Dans un arrêt du 1er février 2023, la Cour d’appel de Paris a sanctionné sur le fondement de la contrefaçon une société d’édition qui avait exploité des œuvres en dehors du champ contractuellement prévu et pour atteinte au droit moral de l’auteur.
Un dessinateur avait créé une association afin d’assurer la promotion et la défense de ses œuvres contre toute utilisation illicite. Cette dernière avait conclu plusieurs contrats avec une société d’édition portant sur l’exploitation numérique des illustrations du dessinateur.
Considérant que la société avait manqué à plusieurs de ses obligations et exploité les illustrations dans des modalités non prévues dans le contrat, l’association et les ayants-droits du dessinateur l’ont assigné devant le Tribunal judiciaire de Paris.

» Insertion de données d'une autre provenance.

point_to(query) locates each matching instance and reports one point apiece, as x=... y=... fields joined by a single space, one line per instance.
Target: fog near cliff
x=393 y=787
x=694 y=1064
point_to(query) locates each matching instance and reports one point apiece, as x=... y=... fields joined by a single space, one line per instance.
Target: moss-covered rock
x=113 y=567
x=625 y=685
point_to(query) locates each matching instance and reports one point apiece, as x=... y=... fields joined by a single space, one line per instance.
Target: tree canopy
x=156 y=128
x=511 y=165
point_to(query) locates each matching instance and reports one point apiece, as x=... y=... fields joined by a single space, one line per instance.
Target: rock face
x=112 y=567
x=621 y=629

Ce dernier a fait droit à leurs demandes et prononcé la résiliation des contrats. Il a également condamné la société pour contrefaçon de droits d’auteur et atteinte au droit moral du dessinateur.

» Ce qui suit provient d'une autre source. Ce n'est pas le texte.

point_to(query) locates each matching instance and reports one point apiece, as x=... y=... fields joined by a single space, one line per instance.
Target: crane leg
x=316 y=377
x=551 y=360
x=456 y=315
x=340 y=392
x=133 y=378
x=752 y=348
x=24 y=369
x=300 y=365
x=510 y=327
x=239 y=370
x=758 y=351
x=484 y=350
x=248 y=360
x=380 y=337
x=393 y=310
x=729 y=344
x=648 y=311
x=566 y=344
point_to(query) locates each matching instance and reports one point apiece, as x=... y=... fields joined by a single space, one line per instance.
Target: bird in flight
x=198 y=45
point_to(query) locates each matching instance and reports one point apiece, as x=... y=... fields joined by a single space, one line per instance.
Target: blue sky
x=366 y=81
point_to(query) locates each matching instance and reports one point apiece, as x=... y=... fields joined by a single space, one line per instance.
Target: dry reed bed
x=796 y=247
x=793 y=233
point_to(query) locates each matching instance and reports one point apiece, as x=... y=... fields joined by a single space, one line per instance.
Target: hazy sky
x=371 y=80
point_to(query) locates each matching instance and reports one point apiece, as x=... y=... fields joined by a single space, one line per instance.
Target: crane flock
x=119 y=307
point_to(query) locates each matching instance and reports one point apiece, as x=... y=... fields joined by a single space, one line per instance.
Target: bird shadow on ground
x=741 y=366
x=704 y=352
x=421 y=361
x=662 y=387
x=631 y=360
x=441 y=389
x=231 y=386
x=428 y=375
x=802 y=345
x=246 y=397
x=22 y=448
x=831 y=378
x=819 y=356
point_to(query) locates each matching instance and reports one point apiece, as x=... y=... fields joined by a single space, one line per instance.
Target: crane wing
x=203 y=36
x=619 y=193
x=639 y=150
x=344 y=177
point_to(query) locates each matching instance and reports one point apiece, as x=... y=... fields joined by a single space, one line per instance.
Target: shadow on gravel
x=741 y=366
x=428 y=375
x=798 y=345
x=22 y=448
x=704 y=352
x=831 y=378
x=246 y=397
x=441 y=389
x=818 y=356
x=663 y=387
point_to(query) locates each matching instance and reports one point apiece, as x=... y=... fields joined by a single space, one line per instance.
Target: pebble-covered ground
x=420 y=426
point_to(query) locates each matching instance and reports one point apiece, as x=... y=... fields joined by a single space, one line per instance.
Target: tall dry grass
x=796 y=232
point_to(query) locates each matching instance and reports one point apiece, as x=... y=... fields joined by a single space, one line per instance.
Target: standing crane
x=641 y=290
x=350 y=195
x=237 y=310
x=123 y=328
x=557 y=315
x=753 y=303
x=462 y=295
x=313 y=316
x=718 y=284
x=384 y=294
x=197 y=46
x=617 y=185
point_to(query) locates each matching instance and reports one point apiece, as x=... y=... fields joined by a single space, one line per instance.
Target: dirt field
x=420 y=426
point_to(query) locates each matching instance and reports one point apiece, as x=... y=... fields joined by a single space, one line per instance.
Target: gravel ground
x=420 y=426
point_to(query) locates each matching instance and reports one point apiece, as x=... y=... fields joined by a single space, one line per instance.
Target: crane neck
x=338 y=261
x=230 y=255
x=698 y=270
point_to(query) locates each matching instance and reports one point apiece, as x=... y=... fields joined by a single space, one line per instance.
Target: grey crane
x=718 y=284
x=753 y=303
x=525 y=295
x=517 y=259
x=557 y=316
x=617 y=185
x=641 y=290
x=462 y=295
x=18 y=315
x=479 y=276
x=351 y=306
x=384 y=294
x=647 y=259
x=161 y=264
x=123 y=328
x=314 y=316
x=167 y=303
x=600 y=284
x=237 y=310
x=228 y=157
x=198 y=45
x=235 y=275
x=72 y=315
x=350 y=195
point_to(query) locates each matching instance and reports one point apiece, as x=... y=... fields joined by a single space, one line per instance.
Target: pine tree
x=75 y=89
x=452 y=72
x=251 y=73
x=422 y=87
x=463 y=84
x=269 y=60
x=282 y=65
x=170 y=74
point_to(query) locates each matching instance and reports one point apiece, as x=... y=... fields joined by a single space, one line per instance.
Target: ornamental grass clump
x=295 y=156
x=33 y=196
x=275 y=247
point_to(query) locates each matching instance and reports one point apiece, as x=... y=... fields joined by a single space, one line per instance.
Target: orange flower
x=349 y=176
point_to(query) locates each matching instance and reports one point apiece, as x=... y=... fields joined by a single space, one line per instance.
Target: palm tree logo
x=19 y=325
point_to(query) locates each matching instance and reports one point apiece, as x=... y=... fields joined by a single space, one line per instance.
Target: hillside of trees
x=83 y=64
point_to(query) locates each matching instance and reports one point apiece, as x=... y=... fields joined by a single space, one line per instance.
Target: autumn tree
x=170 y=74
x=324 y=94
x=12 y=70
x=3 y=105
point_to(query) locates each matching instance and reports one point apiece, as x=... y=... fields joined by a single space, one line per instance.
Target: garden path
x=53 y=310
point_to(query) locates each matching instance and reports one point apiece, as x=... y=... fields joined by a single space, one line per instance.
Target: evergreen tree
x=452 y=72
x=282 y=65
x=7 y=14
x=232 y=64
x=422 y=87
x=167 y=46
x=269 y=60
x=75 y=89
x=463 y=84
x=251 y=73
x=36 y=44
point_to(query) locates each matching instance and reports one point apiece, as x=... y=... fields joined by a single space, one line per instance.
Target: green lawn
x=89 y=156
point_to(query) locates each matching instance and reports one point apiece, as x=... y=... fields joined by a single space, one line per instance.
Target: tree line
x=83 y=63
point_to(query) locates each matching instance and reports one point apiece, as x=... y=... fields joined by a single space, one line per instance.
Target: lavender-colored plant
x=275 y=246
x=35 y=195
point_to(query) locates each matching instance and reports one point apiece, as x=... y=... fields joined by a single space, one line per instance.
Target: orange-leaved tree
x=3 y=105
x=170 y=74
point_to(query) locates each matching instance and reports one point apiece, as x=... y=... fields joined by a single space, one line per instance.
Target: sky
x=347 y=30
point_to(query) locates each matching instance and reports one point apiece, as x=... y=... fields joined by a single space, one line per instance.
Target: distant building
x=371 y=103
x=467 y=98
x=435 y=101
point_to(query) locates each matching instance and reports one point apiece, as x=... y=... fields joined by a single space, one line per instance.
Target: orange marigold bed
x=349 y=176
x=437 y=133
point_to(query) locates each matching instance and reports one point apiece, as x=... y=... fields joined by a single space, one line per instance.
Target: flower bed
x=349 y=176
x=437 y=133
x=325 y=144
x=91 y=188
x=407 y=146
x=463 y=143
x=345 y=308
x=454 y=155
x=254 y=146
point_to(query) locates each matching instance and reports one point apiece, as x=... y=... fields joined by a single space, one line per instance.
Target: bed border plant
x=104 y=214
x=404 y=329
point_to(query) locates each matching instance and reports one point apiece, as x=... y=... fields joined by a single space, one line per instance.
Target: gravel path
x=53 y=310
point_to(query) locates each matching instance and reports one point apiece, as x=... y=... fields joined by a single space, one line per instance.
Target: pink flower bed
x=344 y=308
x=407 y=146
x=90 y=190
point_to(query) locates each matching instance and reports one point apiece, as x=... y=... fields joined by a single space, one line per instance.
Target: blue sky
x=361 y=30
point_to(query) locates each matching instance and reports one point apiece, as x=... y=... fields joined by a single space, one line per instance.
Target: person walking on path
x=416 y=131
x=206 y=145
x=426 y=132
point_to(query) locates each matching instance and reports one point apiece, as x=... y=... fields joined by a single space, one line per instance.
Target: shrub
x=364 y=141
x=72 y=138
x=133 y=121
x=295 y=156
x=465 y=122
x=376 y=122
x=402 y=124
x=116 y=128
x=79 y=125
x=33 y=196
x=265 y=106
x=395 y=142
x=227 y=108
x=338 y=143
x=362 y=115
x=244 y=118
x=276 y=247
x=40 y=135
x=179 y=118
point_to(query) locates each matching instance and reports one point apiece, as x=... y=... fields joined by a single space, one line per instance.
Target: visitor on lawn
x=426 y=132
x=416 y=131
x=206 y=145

Saisie par la société, la Cour d’appel de Paris a confirmé le jugement de première instance.
Le manquement à l’obligation de communiquer une annexe relative au versement des droits justifie la résiliation du contrat
L‘association et la société avaient conclu un « contrat de mise à disposition » des œuvres du dessinateur. La société s’engageait à créer et exploiter un site internet avec un nom de domaine éponyme du dessinateur pour commercialiser ses illustrations.
En contrepartie, la société était tenue de verser à l’association une rémunération, déterminée dans une annexe qu’elle devait fournir. Cette dernière n’avait cependant jamais communiqué cette annexe et l’association n’avait en conséquence jamais perçu les rémunérations correspondant aux ventes intervenues sur le site internet.
La Cour d’appel a confirmé le jugement de première instance qui avait prononcé la résiliation judiciaire du contrat, en raison de la violation grave par la société de ses obligations contractuelles[1].
Au surplus, la Cour a ordonné le transfert du nom de domaine, exploité par la société et utilisant le nom de l’auteur, à l’association ainsi que les comptes de réseaux sociaux associés.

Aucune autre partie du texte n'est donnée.